Plain language summary
Combined inhalers versus placebo for the treatment of chronic obstructive pulmonary disease (COPD)
We reviewed the evidence on the effects of combined inhalers in people with COPD when compared with placebo. We particularly focused on whether combined inhalers are a good but safe treatment for adults with COPD.
COPD is a serious respiratory condition that affects millions of people worldwide. In most cases, it is caused by smoking. COPD is often treated by using inhalers. Currently, three types of inhalers combine a steroid and a 'long-acting beta2-agonist' (LABA). Steroids work by reducing inflammation in the airways, and LABA work by relaxing the muscles in the airways and opening them up. Using combined inhalers is more convenient than taking the two drugs separately but is also more expensive. We looked for evidence on whether giving a combined inhaler is better or worse than giving placebo (dummy inhaler).
Nineteen studies involving 10,400 people were included in this review. The studies lasted between 4 and 156 weeks. All of the people included in the studies had COPD of different severity. Both men and women were included, and most of the studies included only adults aged 45 or older.
All studies compared a combined inhaler with a placebo that was identical in appearance to the combined inhaler, so the people in the trials did not know whether they were taking the drug or the dummy inhaler. Some of the studies included two groups treated with the combined inhaler; one group was getting a higher dose and one group was getting a lower dose.
The evidence presented here is current to June 2013.
Most of the studies were sponsored by the pharmaceutical industry.
We found that people receiving a combined inhaler were less likely to have a flare-up (‘exacerbation’) of their COPD. The chance of having an exacerbation was reduced by about one quarter.
A small reduction in the risk of death was seen over three years, although most of the evidence about death comes from one large, long trial called TORCH. According to TORCH, approximately 42 people would need to be treated with a combined inhaler for three years to prevent one death.
We also found that people receiving combined inhalers had small improvements in quality of life, symptoms related to COPD and their breathing tests. However, these improvements may not have been very noticeable to them.
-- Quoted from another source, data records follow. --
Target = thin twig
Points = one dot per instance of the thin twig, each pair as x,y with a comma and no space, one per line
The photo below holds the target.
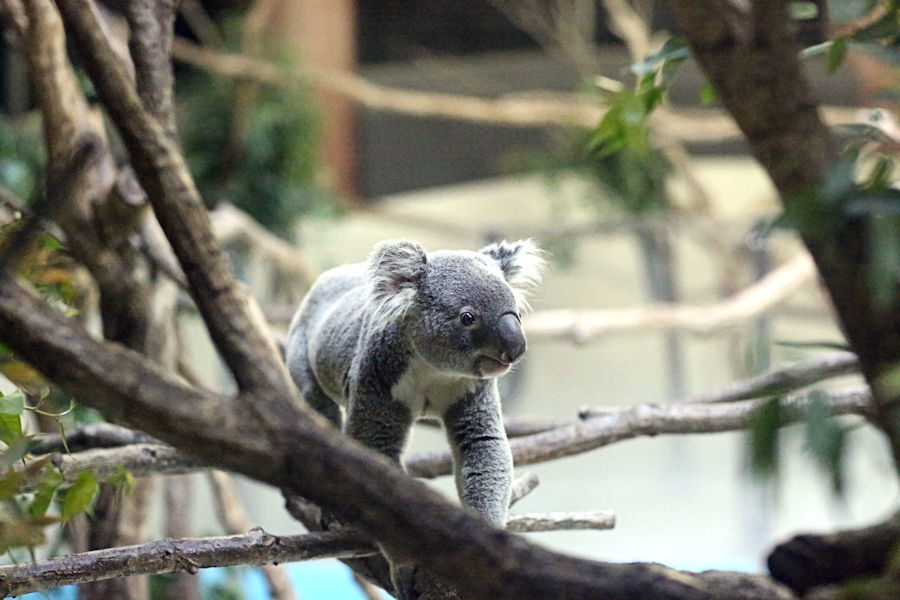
561,521
647,420
178,555
764,295
234,519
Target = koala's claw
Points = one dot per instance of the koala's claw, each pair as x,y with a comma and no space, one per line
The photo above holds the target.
403,576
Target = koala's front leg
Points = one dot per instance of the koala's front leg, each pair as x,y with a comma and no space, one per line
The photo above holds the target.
482,460
382,423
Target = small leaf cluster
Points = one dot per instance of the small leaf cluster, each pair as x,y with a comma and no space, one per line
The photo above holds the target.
623,157
259,152
28,486
824,436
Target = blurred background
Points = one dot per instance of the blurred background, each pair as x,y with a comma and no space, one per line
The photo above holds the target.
316,129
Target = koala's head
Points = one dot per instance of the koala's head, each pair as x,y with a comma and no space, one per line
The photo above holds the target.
461,310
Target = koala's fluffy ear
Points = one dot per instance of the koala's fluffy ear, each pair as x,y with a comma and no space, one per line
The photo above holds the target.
521,263
396,268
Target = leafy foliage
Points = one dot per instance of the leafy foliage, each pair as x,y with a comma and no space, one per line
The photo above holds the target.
21,155
622,156
269,170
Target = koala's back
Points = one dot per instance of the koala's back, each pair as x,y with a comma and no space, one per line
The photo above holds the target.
325,331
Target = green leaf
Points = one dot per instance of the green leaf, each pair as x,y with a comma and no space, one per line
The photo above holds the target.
825,439
46,490
10,429
13,404
707,93
16,452
836,54
9,483
80,495
816,50
50,242
764,429
803,11
676,50
884,265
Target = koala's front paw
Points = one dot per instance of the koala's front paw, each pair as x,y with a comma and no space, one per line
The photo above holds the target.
403,576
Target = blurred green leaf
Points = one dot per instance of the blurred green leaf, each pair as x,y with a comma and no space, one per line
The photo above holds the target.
816,50
18,533
803,10
45,492
9,483
16,452
764,429
675,50
707,93
825,439
10,428
80,495
12,404
836,54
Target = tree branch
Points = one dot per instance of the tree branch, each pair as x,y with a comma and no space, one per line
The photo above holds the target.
256,548
162,171
87,437
762,296
234,519
178,555
644,420
752,61
564,110
693,415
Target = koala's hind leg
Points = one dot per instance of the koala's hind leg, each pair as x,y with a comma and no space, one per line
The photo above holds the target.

People treated with combined inhalers were more likely to have a lung infection called pneumonia. Again, most of the evidence about pneumonia comes from the TORCH trial. According to TORCH, when compared with placebo, for approximately every 17 people treated with combined inhaler, one extra person would get pneumonia.
People treated with combined inhalers were no more or less likely to experience serious unwanted events, including side effects, during treatment.
No consistent differences were found between the three different types of inhalers included in this review.
Quality of the evidence
The evidence presented in this review is generally considered to be of moderate quality. Most of the studies did not clearly explain how they decided which people would receive the combined inhaler and which would receive placebo, and this is an important part of a well-conducted study. Also, more people receiving placebo dropped out of the trials than those receiving a combined inhaler. This often happened because of exacerbations of COPD. This means that by the end of the trial, the groups might have been unbalanced, and this could affect the accuracy of the results.